Nowhere more than in hyper-local, it would seem, would Jeff Jarvis' advice be true: Do what you do best and link to the rest.

So what do we do best? If we are truly a journalism organization, we do best at finding things out. And the first thing to find out, of course, is what our readers in those local areas want. We do a darn poor job of that, and we assume that "community" is geographic when it can be so much more and probably is for many people.

So for a first step, let's arm editors and reporters with some real information about their communities. And I mean reporters -- right down to the newsroom floor. Forget that the suits have marketing studies or even the top editors. It is critical that reporters understand all the nuances, too. And not necessarily just marketing studies, but true community studies that pinpoint concerns, interests and solutions that may already be germinating. (But this should be reporting, you say? True, so let's put another twist on it -- each week every reporter has to write a 300-word summary of the same stuff based on what he or she found out this week, and it should be shard with everyone.) (BTW, in a related matter, Pat Thorton has an interesting post on using Web analytics to improve content.)

Then let's break the current model. Let's put most of the resources back out into the communities and reverse publish to the main edition (yes, I know that is nothing revolutionary, but as proved time and time again, it's largely fallen by the wayside as zoned editions have shriveled).

Notice, however, I did not say strictly "neighborhoods." Yes, that's one type of community, and needs to be covered. Although it became unfashionable in the '90s, such bricks-and-mortar coverage does help reinforce the social capital of community. But there are other communities, too. A reporter might have to double-up, taking a bricks-and-mortar and an "other." The problem I've seen with attempts to break away from the myopic "city hall" coverage in the past two decades is that in the process they often abandoned or severely emaciated the beat reporting of an earlier generation and actually reinforced any perceptions of being an outdated medium. The key is to meld the immediacy, but not the triviality, of that old beat coverage with the larger view afforded by such things as "circles."

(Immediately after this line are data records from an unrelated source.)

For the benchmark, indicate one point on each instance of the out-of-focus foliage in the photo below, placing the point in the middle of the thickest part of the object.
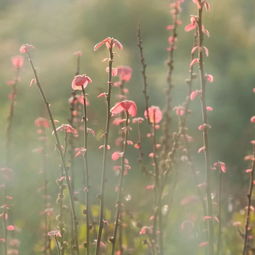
(57, 28)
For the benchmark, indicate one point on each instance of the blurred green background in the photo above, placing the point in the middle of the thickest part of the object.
(57, 28)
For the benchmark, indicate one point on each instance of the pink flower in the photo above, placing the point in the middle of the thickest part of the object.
(209, 77)
(209, 108)
(145, 230)
(124, 73)
(221, 165)
(179, 110)
(68, 129)
(170, 27)
(10, 228)
(116, 155)
(203, 244)
(80, 81)
(197, 3)
(138, 120)
(193, 62)
(192, 25)
(252, 119)
(42, 122)
(155, 114)
(78, 53)
(194, 94)
(109, 42)
(25, 48)
(18, 61)
(54, 233)
(127, 106)
(79, 151)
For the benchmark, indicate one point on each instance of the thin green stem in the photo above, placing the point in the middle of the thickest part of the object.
(58, 145)
(249, 198)
(205, 131)
(106, 138)
(120, 187)
(86, 168)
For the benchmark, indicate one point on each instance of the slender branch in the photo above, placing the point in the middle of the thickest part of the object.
(205, 130)
(143, 71)
(106, 138)
(58, 145)
(86, 168)
(170, 64)
(120, 187)
(220, 213)
(249, 197)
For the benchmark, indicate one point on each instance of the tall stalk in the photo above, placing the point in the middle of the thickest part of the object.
(249, 198)
(8, 141)
(120, 187)
(143, 71)
(58, 145)
(205, 122)
(106, 138)
(86, 168)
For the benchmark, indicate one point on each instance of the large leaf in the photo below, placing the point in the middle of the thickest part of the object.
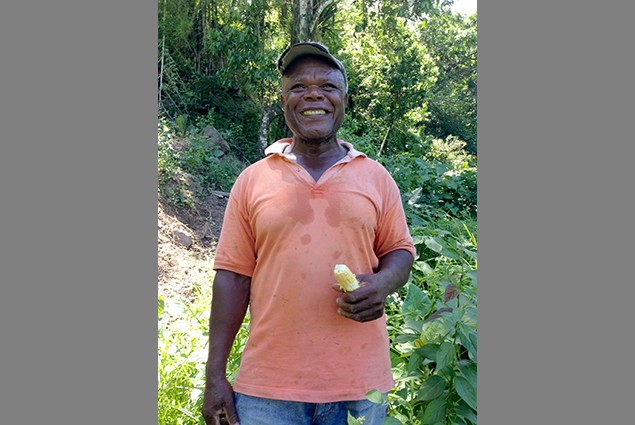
(462, 409)
(377, 397)
(468, 339)
(445, 355)
(467, 368)
(435, 411)
(450, 292)
(415, 303)
(433, 245)
(432, 388)
(465, 390)
(429, 351)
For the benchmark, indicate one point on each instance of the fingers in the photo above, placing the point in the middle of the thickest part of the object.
(362, 311)
(230, 413)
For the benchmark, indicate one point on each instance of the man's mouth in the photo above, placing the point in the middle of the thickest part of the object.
(314, 112)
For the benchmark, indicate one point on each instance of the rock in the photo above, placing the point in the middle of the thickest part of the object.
(216, 140)
(183, 237)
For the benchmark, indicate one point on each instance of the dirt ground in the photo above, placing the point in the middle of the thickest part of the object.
(187, 240)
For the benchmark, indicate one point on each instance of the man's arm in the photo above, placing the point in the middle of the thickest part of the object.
(230, 298)
(368, 301)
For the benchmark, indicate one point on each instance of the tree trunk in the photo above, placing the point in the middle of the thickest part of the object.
(269, 112)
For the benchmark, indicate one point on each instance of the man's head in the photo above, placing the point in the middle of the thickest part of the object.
(309, 48)
(313, 92)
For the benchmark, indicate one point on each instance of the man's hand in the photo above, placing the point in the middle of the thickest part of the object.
(218, 404)
(366, 303)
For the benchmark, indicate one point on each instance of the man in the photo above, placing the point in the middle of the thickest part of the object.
(313, 351)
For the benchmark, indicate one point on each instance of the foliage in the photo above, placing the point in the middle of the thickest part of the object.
(182, 349)
(189, 166)
(441, 181)
(412, 107)
(451, 40)
(433, 332)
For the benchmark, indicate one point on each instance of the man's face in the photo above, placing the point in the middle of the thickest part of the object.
(313, 99)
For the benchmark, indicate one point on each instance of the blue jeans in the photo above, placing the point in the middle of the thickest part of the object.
(263, 411)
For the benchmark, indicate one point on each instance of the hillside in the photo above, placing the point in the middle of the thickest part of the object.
(187, 240)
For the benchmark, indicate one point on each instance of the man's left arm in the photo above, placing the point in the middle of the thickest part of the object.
(369, 301)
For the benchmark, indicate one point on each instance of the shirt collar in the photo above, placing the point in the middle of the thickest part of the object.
(283, 147)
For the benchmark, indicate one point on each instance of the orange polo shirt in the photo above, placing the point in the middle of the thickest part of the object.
(287, 232)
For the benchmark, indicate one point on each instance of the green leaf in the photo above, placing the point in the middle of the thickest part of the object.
(462, 409)
(351, 420)
(429, 351)
(435, 411)
(467, 368)
(423, 267)
(465, 390)
(433, 244)
(445, 355)
(432, 388)
(416, 301)
(376, 396)
(468, 339)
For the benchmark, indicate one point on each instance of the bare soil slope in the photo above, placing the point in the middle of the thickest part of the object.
(187, 240)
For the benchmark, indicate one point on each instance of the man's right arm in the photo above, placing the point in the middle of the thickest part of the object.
(230, 299)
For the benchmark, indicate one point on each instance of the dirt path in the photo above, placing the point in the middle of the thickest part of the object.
(187, 240)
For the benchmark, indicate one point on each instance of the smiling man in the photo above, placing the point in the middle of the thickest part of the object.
(313, 351)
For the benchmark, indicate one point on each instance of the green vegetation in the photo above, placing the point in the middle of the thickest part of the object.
(412, 75)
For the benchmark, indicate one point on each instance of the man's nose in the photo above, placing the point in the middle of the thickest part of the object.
(313, 93)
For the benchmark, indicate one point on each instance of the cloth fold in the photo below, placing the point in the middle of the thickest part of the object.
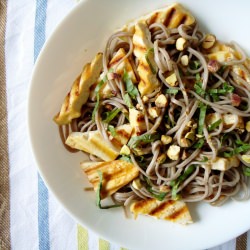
(30, 217)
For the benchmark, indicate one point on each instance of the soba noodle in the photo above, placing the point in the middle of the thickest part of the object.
(199, 94)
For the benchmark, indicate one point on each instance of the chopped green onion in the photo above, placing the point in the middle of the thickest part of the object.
(128, 101)
(202, 116)
(98, 193)
(151, 50)
(130, 87)
(125, 158)
(214, 125)
(172, 91)
(198, 77)
(97, 89)
(198, 89)
(205, 159)
(112, 130)
(110, 115)
(246, 171)
(147, 138)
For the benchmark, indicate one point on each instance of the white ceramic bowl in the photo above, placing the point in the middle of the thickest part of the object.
(75, 42)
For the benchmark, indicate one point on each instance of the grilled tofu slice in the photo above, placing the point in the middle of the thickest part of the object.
(79, 93)
(93, 143)
(116, 174)
(175, 211)
(172, 16)
(120, 66)
(142, 44)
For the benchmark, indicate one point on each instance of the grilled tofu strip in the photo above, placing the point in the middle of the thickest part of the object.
(93, 143)
(116, 174)
(175, 211)
(172, 16)
(142, 44)
(79, 93)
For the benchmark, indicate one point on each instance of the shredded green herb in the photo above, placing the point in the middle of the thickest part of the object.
(214, 125)
(147, 138)
(97, 89)
(151, 50)
(198, 89)
(176, 183)
(199, 143)
(110, 115)
(130, 87)
(246, 171)
(112, 130)
(226, 88)
(202, 116)
(172, 91)
(205, 159)
(128, 101)
(98, 193)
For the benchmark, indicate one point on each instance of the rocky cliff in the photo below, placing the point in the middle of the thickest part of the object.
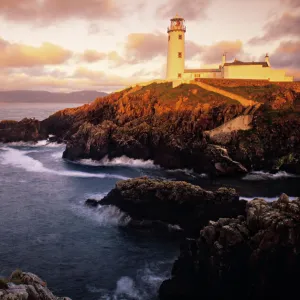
(171, 202)
(25, 286)
(167, 125)
(249, 257)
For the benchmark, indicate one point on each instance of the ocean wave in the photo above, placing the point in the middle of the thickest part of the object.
(268, 199)
(143, 286)
(57, 155)
(42, 143)
(189, 172)
(104, 215)
(20, 159)
(122, 161)
(260, 175)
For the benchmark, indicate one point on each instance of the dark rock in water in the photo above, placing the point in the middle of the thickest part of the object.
(91, 202)
(173, 202)
(25, 286)
(27, 130)
(168, 125)
(251, 257)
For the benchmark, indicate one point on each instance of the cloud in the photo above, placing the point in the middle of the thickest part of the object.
(292, 3)
(91, 56)
(49, 11)
(191, 10)
(286, 55)
(145, 46)
(287, 25)
(19, 55)
(80, 79)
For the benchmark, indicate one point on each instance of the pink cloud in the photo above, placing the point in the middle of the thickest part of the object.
(19, 55)
(191, 10)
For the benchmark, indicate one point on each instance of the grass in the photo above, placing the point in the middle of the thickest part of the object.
(169, 96)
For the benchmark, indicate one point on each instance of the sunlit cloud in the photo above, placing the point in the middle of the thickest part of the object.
(288, 25)
(49, 11)
(190, 10)
(20, 55)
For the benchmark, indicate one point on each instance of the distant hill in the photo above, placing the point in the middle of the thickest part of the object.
(44, 96)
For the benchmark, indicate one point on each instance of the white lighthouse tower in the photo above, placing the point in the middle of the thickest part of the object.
(176, 49)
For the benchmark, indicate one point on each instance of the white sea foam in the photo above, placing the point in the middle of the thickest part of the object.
(57, 155)
(189, 172)
(20, 159)
(120, 161)
(104, 215)
(260, 175)
(268, 199)
(143, 286)
(42, 143)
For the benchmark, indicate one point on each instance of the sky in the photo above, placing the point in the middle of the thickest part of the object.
(104, 45)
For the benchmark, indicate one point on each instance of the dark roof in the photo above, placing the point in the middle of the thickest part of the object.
(241, 63)
(201, 70)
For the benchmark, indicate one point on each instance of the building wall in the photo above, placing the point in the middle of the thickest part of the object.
(175, 65)
(255, 72)
(193, 76)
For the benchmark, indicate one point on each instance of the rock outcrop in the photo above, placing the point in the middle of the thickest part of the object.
(168, 126)
(171, 202)
(25, 286)
(249, 257)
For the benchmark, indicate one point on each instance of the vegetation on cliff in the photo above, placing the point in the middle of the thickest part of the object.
(167, 125)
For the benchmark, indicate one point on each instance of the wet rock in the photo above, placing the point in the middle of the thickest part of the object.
(172, 202)
(26, 286)
(256, 256)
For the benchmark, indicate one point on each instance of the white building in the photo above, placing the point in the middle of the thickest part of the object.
(229, 70)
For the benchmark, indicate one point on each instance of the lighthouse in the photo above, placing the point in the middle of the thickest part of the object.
(176, 49)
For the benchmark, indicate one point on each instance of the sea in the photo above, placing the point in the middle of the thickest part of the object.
(85, 253)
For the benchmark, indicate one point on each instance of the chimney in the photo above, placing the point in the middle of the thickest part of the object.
(223, 59)
(267, 59)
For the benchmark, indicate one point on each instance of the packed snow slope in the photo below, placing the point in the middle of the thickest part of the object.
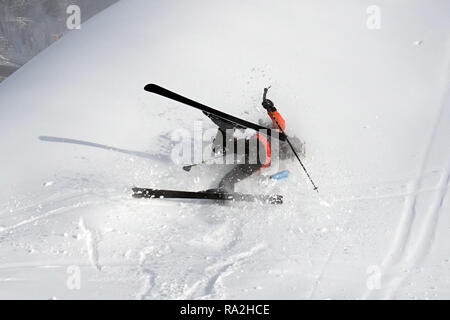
(372, 105)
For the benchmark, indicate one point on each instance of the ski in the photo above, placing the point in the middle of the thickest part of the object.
(205, 195)
(239, 123)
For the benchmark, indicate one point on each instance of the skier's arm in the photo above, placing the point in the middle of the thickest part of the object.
(276, 117)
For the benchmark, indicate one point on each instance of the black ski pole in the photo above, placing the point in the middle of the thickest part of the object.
(189, 167)
(290, 144)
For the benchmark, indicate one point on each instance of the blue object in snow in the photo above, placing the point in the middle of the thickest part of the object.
(280, 175)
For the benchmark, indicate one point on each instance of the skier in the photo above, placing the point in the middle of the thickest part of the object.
(256, 151)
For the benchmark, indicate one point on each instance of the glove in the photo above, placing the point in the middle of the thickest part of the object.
(268, 105)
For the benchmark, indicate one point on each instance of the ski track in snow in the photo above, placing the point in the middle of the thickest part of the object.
(408, 250)
(91, 244)
(205, 288)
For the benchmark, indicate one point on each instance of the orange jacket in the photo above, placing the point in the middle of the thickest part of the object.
(278, 122)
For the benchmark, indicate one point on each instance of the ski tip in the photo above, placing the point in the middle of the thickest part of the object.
(151, 87)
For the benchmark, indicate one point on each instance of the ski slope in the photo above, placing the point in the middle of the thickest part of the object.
(78, 131)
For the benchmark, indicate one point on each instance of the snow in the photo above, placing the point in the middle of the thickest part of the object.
(372, 105)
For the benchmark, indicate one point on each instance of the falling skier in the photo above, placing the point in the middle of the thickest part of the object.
(254, 153)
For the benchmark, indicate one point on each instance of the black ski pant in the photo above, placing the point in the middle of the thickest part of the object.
(238, 173)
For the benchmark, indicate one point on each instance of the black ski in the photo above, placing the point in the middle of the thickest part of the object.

This would mean changes in work flows. It would mean more replates and associated wastage. It might mean smaller papers. It means your sales force probably has to learn to sell a lot more of those small ads and less of ROP (by golly gee, let's break up the sales department while we're at it and force them back into the neighborhoods too because from what I read as much of the problem originates there as it does in the newsroom).

Yes, and if you are going to be innovative, you might have to bite the bullet. Certainly, if nothing else, you can do it online, which too many papers and other news sites still do not effectively do, while others outside the traditional structure move ahead on it.

As an interesting sidelight, Joe Murphy, a developer/programmer at the Post, weighs with a list of local online sites on the Post's site. And that's nice. But when I click on the home page of the Post or the Rocky, do I see any of those sites or pointers to them? Well, on the Rocky's home page, I either have to know to go to News/Local in the nav bar, or I can find "local news" links more than a screen and a half down the front page. Eyetrack research (larger picture) suggests anything below a screen and a half trails off significantly. The Post's, has no "local" headlines section at all (it does have a link to its local blogs). On its nav bar, the local news is under "home," so at least that extra click is not needed. But "Neighbors" is still nine items to the right. (And is "Neighbors" that apparent?)

Bottom line: What is the signal this sort of things sends to readers about how the organization values local news?

*I use "legendary" because I think memories are far more selective in not recalling that there was a fair amount of marginal stuff, too. David Sullivan takes a look at one local paper's offerings of 20 years ago. But the paper is still doing well, so what does that tell you?